Adolescent, j’étais attiré par les jeux vidéo. Je me souviens encore de la première fois où j’ai joué à Tomb Raider. C’était tout simplement incroyable ! Je découvrais les joies qu’offrait un jeu en 3 dimensions. J’étais très curieux de savoir comment cet univers avait été créé. Je me suis adressé à des amis informaticiens qui, à l’époque, m’ont dit : "Salif, tu n’y penses pas! Pour faire ce métier, il faut faire les Beaux Arts ou être un bon dessinateur". Des propos peu encourageant pour un jeune qui n’est ni l’un ni l’autre (rires) ! Quelques années plus tard, j’ai fait une formation en PAO (Publication Assistée par Ordinateur) puis j’ai intégré, comme stagiaire, une agence de communication à Dakar. J’y ai rencontré un ancien designer 3D industriel. Lorsque je lui ai commenté que je venais d’installer 3D Studio Max® sur mon ordi, sa réaction a été plutôt dubitative: "La 3D ce n’est pas à la porté de n’importe qui, tu prends des risques". Même si ce commentaire n’avait rien de réconfortant je pense qu’aujourd’hui je peux remercier ce monsieur car ce "défi" lancé m’a fortement stimulé. J’ai commencé à me former à la 3D seul, chez moi. Huit mois plus tard j’avais réalisé et proposé une animation d’un téléphone pour une société de communication au Sénégal. Tout cela a déclenché chez moi une envie d’aller plus loin. Comme il n’y avait pas d’école de 3D au Sénégal, je suis venu me former en France.

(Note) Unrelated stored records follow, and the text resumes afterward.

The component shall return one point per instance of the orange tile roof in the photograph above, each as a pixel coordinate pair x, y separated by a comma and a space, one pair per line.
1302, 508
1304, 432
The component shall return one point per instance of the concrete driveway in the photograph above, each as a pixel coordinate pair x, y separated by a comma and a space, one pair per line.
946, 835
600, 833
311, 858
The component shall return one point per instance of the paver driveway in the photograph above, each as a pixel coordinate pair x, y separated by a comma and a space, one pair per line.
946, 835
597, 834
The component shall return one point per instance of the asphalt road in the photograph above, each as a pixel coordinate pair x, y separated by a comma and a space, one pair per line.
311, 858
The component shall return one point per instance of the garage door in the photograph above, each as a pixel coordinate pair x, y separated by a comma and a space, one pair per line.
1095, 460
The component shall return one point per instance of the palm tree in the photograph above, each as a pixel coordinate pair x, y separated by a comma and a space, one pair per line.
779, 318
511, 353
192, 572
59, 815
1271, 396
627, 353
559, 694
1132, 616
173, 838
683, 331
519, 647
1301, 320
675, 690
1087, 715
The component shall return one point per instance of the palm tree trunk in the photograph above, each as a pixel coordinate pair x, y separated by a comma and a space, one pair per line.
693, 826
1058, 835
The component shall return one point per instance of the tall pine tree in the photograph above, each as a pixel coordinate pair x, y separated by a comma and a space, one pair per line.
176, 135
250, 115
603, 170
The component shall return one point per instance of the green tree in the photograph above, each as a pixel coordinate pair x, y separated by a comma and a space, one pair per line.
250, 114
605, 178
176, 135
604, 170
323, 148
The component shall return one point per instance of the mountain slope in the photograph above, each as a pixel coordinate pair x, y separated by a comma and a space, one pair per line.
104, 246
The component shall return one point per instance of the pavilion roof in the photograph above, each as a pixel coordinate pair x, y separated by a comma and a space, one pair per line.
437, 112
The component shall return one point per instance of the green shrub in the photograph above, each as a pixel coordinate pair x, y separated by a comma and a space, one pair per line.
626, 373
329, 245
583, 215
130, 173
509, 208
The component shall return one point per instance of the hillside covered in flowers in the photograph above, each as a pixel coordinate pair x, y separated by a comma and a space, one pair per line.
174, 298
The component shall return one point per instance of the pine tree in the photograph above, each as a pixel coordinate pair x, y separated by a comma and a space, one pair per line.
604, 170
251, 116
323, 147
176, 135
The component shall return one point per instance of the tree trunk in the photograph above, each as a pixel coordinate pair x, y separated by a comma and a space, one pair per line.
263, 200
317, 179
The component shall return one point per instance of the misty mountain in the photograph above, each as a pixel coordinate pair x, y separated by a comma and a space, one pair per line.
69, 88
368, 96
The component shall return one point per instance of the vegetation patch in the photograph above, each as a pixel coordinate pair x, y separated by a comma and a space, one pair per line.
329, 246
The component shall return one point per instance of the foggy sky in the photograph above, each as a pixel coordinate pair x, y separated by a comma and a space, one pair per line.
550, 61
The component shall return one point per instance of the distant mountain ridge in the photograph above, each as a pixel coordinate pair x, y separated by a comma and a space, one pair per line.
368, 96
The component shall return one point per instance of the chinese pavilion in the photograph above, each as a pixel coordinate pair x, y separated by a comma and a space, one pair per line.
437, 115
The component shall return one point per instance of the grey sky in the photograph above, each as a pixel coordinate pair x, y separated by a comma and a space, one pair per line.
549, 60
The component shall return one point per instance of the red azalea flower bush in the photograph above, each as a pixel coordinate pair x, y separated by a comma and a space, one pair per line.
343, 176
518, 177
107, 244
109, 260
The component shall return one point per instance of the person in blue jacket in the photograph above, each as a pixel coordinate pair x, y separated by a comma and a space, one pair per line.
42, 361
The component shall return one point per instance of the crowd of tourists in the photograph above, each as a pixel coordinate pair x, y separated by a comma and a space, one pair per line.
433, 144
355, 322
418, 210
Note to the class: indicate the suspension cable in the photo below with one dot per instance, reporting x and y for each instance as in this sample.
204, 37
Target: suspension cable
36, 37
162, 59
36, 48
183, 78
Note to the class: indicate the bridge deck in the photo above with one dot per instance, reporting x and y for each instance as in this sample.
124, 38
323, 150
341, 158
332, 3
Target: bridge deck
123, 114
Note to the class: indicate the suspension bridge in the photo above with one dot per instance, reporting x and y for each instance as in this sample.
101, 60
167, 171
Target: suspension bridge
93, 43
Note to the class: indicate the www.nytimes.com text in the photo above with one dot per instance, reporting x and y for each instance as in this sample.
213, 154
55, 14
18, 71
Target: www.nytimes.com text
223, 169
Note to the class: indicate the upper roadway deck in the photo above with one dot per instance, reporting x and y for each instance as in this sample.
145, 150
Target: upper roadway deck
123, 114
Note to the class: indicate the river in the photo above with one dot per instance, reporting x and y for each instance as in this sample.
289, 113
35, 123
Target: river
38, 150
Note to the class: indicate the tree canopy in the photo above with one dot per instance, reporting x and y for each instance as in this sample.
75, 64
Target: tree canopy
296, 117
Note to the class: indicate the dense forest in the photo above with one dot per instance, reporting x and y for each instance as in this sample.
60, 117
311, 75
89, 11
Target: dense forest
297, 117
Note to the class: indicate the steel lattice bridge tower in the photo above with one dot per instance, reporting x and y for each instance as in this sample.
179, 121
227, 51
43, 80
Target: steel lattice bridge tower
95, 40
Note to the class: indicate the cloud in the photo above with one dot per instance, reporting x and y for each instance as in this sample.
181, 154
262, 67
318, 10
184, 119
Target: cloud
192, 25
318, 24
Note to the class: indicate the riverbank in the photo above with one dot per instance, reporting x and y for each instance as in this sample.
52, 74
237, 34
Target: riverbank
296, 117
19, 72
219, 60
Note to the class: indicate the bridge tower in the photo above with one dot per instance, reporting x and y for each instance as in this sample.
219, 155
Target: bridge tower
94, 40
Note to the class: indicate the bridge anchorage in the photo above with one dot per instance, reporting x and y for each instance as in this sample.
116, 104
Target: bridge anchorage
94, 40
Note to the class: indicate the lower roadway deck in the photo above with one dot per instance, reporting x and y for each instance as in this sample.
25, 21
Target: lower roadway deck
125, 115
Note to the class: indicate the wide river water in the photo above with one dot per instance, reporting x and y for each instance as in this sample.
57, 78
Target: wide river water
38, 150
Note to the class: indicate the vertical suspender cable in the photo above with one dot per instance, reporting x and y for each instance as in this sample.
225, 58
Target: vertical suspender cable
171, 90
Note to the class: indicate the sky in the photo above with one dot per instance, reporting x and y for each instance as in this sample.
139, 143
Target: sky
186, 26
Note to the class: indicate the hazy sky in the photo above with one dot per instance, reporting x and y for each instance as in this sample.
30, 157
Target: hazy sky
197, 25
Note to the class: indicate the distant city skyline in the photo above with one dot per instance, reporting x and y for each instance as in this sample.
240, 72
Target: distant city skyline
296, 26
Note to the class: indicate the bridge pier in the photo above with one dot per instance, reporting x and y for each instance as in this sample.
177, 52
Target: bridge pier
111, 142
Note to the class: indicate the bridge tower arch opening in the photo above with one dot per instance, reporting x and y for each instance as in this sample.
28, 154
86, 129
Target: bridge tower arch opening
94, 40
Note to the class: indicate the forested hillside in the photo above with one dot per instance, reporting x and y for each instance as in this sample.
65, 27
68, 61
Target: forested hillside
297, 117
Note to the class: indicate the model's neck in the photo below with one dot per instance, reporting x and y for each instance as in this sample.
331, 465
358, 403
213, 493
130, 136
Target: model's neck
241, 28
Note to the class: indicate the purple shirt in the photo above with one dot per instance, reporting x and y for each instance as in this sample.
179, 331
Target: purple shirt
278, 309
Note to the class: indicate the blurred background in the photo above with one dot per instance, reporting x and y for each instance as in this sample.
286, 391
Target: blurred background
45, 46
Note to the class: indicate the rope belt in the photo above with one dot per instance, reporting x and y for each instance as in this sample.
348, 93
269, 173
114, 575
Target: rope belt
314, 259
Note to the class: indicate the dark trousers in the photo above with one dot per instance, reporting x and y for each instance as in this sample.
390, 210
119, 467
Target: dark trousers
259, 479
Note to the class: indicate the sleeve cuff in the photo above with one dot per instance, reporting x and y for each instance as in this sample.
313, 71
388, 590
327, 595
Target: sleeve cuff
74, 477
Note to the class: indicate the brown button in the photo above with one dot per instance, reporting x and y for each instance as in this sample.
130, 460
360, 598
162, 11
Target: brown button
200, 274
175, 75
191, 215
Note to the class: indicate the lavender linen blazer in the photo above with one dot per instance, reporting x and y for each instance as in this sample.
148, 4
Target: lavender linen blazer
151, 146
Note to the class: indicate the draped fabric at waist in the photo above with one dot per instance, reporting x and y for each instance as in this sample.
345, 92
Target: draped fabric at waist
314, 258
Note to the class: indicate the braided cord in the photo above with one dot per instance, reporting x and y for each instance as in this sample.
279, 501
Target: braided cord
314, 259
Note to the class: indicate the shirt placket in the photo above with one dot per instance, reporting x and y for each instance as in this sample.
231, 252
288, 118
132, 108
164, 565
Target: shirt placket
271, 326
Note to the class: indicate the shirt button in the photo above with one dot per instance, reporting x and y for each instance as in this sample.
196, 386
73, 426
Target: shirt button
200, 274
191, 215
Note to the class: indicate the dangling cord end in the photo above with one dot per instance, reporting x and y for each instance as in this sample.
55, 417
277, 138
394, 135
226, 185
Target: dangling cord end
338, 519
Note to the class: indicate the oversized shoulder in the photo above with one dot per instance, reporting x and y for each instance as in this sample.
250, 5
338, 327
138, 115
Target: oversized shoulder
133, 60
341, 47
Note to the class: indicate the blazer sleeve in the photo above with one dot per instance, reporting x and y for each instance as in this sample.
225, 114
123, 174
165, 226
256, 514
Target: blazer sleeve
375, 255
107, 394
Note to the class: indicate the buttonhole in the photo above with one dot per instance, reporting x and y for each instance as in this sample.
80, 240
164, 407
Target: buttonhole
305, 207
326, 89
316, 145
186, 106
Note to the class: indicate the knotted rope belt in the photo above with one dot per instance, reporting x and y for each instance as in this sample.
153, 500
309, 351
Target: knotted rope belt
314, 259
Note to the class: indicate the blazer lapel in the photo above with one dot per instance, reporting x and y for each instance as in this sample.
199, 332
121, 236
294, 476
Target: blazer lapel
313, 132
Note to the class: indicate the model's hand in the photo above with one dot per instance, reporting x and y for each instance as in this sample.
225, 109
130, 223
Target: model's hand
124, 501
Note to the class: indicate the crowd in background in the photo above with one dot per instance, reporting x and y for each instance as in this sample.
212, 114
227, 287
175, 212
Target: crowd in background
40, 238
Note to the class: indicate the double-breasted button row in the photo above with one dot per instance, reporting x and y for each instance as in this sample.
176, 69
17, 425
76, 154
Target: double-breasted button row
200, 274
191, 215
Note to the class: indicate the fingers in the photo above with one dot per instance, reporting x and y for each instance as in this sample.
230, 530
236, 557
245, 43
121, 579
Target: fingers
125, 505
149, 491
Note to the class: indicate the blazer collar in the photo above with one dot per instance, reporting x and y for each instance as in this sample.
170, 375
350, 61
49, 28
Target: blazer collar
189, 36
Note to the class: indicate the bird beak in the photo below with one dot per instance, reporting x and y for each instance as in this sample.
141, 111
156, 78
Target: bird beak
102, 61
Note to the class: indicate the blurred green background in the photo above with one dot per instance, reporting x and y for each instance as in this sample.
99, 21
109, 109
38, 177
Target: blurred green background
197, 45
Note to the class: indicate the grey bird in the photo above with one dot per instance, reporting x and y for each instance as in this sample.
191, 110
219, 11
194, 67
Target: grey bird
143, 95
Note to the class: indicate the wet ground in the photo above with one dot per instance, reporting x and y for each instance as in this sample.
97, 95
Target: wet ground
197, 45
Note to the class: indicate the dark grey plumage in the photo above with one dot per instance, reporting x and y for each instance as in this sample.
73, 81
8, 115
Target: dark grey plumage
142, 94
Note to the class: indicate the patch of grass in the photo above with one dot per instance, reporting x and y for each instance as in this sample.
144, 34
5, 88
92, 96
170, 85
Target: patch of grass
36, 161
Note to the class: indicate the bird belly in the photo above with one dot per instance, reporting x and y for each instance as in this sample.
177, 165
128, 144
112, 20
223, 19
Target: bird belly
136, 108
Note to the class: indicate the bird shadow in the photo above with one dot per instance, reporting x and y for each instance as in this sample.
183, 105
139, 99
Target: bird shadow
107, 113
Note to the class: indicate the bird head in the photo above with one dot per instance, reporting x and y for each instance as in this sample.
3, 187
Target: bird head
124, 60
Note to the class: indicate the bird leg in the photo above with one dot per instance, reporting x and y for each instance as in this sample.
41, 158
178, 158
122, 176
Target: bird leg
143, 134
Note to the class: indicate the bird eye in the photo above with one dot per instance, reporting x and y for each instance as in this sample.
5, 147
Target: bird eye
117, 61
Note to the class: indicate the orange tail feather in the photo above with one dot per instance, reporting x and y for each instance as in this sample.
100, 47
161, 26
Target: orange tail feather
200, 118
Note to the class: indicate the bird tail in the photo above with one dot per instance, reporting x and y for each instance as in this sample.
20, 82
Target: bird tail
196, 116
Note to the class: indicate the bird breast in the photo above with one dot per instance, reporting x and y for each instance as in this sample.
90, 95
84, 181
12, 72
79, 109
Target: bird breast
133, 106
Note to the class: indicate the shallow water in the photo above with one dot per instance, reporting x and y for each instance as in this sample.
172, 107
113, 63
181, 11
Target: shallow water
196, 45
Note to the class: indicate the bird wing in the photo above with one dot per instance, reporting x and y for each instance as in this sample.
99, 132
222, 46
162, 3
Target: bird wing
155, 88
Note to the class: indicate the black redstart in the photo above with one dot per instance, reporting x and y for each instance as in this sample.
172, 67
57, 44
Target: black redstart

Vous avez donc fait feu des préjugés concernant le métier pour mieux vous initier à votre passion ! Quand avez-vous découvert LightWave 3D pour la première fois?

Lors de mon stage à Dakar, j’ai entendu parler d’un congolais qui lui aussi, faisait de la 3D. J’ai donc cherché à le rencontrer et à ma grande surprise, il utilisait un logiciel 3D que je n’avais jamais vu. Il s’agissait de LightWave. Mes toutes premières impressions n’étaient pas les meilleures. Si 3ds Max était à mes yeux un soft agréable du fait qu’on y trouvait des boutons colorés avec des images permettant d’identifier chaque option, LightWave semblait complexe de part son interface et ses couleurs pastelles. La séparation Modeler/Layout me troublait. A l’époque, je me souviens avoir dit "De tous les soft 3D que j’ai vu, celui-ci est celui qui m’attire le moins". L’ironie du sort fera que le centre de formation que j’intègrerai plus tard me formera sur LightWave, cela fait maintenant 5 ans que j’utilise ce logiciel et j’en suis un véritable passionné ! C’est mon outil de prédilection.

Quelle formation avez-vous suivi? Comment avez-vous acquis votre expertise et quelles sont vos méthodes de perfectionnement ?

J’ai suivi une formation dans un centre certifié NewTek sur une durée de 2 ans. Une fois la formation terminée, mon objectif principal était d’améliorer ma technique. Mon perfectionnement s’est donc fait via un visionnage massif de vidéos tutoriels. Je suis un grand fan de William Vaughan, artiste LightWave et testeur chez NewTek. Ces vidéos m’ont permis d’affiner la qualité de mes images mais aussi de découvrir et de maitriser certains outils que je ne connaissais pas.

Vous disiez qu’au départ vous n’étiez pas convaincu par LightWave. Qu’est ce qui vous a fait revenir sur votre choix ?

A mes débuts je travaillais sous 3ds Max car le nombre de tutoriaux disponibles était assez conséquent. J’enchainais tutoriaux sur tutoriaux mais au final, je n’avais pas réellement de logique pure. Autrement dit, je jouais d’un instrument sans savoir lire la partition. Lors de ma formation, j’ai justement réappris à lire les notes. Et si LightWave est un logiciel qui m’a particulièrement séduit c’est justement parce qu’il est vraiment très logique dans sa prise en main. Vous suivez une série de règles et d’étapes logiques qui au final vous permettent d’obtenir des scènes et des résultats très propres.